IN RE: BETH M., PETITIONER-RESPONDENT, v. SUSAN T., RESPONDENT-APPELLANT. (APPEAL NO. 1.)
MEMORANDUM AND ORDER
ROBERT L. GOSPER, ATTORNEY FOR THE CHILD, CANANDAIGUA, FOR BRIANNA T.
It is hereby ORDERED that the order so appealed from is unanimously affirmed without costs.
Memorandum: The subject child's mother, the respondent in appeal No. 1 and the petitioner in appeal No. 2, contends in appeal No. 1 that Family Court erred in granting the stepmother's petition under Family Court Act article 6 seeking guardianship of the child and in denying the mother's petition in appeal No. 2, also under Family Court Act article 6, seeking custody of the child. In both appeals, the mother contends that Family Court erred in admitting in evidence transcripts from 2004 proceedings concerning custody and visitation relative to the subject child. We agree with the mother that the court erred in admitting in evidence the transcripts of testimony from witnesses at the prior proceedings without first determining whether those witnesses were presently unavailable (see CPLR 4517; Family Ct Act § 165; Matter of Dillon S., 249 A.D.2d 984; Matter of Christina A., 216 A.D.2d 928). Nevertheless, we conclude under the circumstances of this case that the error is harmless and thus that reversal is not required inasmuch as “a substantial right of a party was not prejudiced” by that error (Christina A., 216 A.D.2d at 928; cf. Dillon S., 249 A.D.2d 984). The record reflects that the court primarily relied upon evidence and testimony that was presented at the fact-finding hearing on the instant petitions in making its findings of fact and conclusions of law (see Christina A., 216 A.D.2d at 928; cf. Dillon S., 249 A.D.2d 984; Matter of Raymond J., 224 A.D.2d 337, 338). Thus, any reliance on the testimony of a witness at those prior proceedings was not essential to the court's conclusion herein (see Christina A., 216 A.D.2d at 928). In any event, the only testimony from the 2004 proceedings to which the court referred in its findings of fact and conclusions of law was the testimony of a child sexual abuse counselor concerning her validation of the allegations of sexual abuse against the mother. Notably, however, the court's prior determination that the mother sexually abused the child is also referenced in the 2004 order and the court's findings of fact underlying that order, and on appeal the mother does not challenge the admission of that order in evidence. Thus, the admission in evidence of the transcripts from the prior proceedings is harmless for that reason as well.

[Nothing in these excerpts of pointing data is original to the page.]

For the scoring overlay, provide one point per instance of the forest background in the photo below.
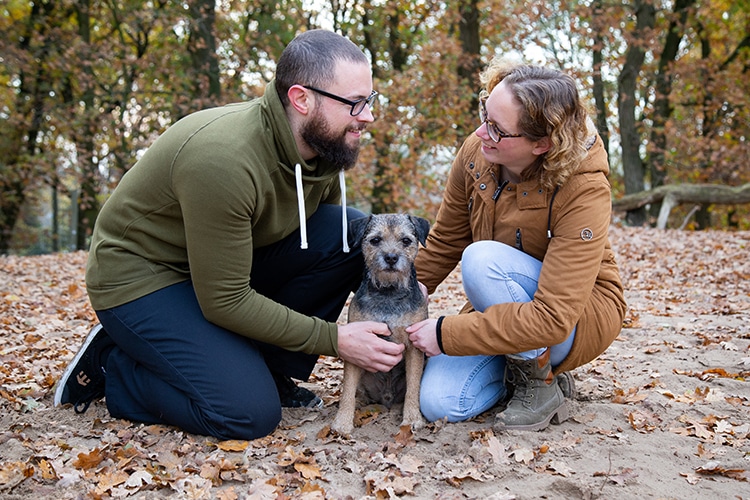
(87, 85)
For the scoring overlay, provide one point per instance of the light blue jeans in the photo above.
(461, 387)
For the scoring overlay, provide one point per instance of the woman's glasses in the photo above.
(492, 129)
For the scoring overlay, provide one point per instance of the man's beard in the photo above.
(329, 146)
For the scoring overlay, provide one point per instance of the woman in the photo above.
(526, 210)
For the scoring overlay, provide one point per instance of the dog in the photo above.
(389, 293)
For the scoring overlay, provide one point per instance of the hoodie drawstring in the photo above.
(301, 207)
(344, 222)
(303, 214)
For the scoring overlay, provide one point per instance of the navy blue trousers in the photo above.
(171, 366)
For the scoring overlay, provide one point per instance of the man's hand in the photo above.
(359, 344)
(424, 336)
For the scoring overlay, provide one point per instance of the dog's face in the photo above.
(389, 245)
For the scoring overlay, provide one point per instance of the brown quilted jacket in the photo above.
(579, 282)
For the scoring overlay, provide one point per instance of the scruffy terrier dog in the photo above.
(389, 293)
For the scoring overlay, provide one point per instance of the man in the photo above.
(219, 265)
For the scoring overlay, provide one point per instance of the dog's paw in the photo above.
(342, 428)
(415, 421)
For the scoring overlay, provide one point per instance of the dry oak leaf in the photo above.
(715, 469)
(389, 484)
(13, 473)
(232, 445)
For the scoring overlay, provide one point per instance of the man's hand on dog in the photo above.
(424, 336)
(360, 343)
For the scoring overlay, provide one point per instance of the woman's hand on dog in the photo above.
(360, 343)
(424, 336)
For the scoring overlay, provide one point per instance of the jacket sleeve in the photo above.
(451, 232)
(569, 271)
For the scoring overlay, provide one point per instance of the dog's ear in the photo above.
(357, 230)
(423, 228)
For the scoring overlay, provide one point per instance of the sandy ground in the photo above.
(663, 413)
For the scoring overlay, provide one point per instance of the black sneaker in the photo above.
(294, 396)
(83, 380)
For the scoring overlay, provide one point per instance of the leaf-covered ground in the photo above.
(664, 413)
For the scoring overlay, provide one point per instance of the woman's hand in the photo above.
(360, 343)
(424, 336)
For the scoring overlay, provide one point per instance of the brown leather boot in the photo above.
(537, 399)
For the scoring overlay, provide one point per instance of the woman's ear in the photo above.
(542, 146)
(299, 99)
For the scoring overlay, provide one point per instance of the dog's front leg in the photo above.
(414, 367)
(344, 421)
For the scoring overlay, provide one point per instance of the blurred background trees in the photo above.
(86, 86)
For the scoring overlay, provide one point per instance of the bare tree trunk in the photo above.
(202, 48)
(662, 105)
(632, 163)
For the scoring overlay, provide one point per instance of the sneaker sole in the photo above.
(60, 386)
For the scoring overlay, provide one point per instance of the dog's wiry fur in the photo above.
(389, 293)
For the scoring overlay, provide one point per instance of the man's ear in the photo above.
(299, 99)
(542, 146)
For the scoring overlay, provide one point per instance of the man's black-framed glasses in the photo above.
(357, 106)
(492, 129)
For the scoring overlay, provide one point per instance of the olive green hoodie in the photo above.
(215, 186)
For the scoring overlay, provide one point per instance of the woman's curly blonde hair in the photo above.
(550, 107)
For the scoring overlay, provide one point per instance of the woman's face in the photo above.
(514, 153)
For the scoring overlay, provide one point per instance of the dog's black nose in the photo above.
(391, 258)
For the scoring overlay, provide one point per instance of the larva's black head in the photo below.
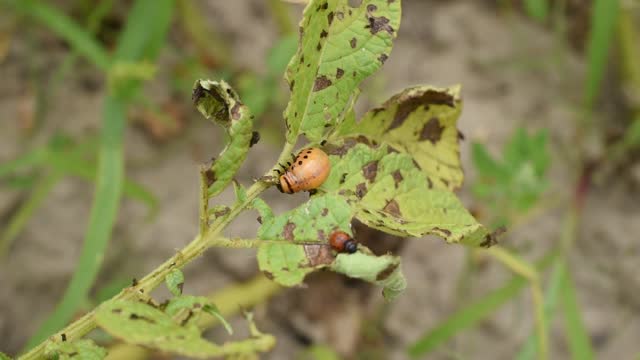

Contrary to the further contention of the mother, we conclude that the stepmother met her burden of establishing the existence of extraordinary circumstances sufficient to warrant an inquiry into whether the best interests of the child would be served by awarding guardianship of the child to her, a nonparent (see generally Matter of Bennett v Jeffreys, 40 N.Y.2d 543, 544; Matter of Gary G. v. Roslyn P., 248 A.D.2d 980, 981). The evidence at the fact-finding hearing established, inter alia, that the mother had been convicted of driving while intoxicated three times, that she was on probation for the third conviction at the time of the hearing, and that she violated the terms of her probation. The evidence further established that the mother has a history of alcohol abuse, that she suffers from ongoing mental health issues, and that she has been unemployed and unable to support herself since June 2007. As discussed above, the record also contains a prior finding that the mother sexually abused the child, and the mother failed to submit any proof that she obtained a sex offender evaluation or a psychological evaluation in accordance with the terms of the 2004 order. The record thus supports the court's conclusion that, at the present time, the mother is unable to assume responsibility for the child (see Matter of Loren B. v. Heather A., 13 AD3d 998, 1000-1001, lv denied 4 NY3d 710; Matter of Parliament v. Harris, 266 A.D.2d 217; Matter of Carosi v. Bloom, 225 A.D.2d 692). Moreover, with respect to the issue of the best interests of the child, the record reflects that the child has lived with the stepmother for over four years, that the stepmother has been the child's primary caregiver during that time period, and that the stepmother has provided for the child's emotional and financial needs (see generally Loren B., 13 AD3d at 1001; Parliament, 266 A.D.2d 217).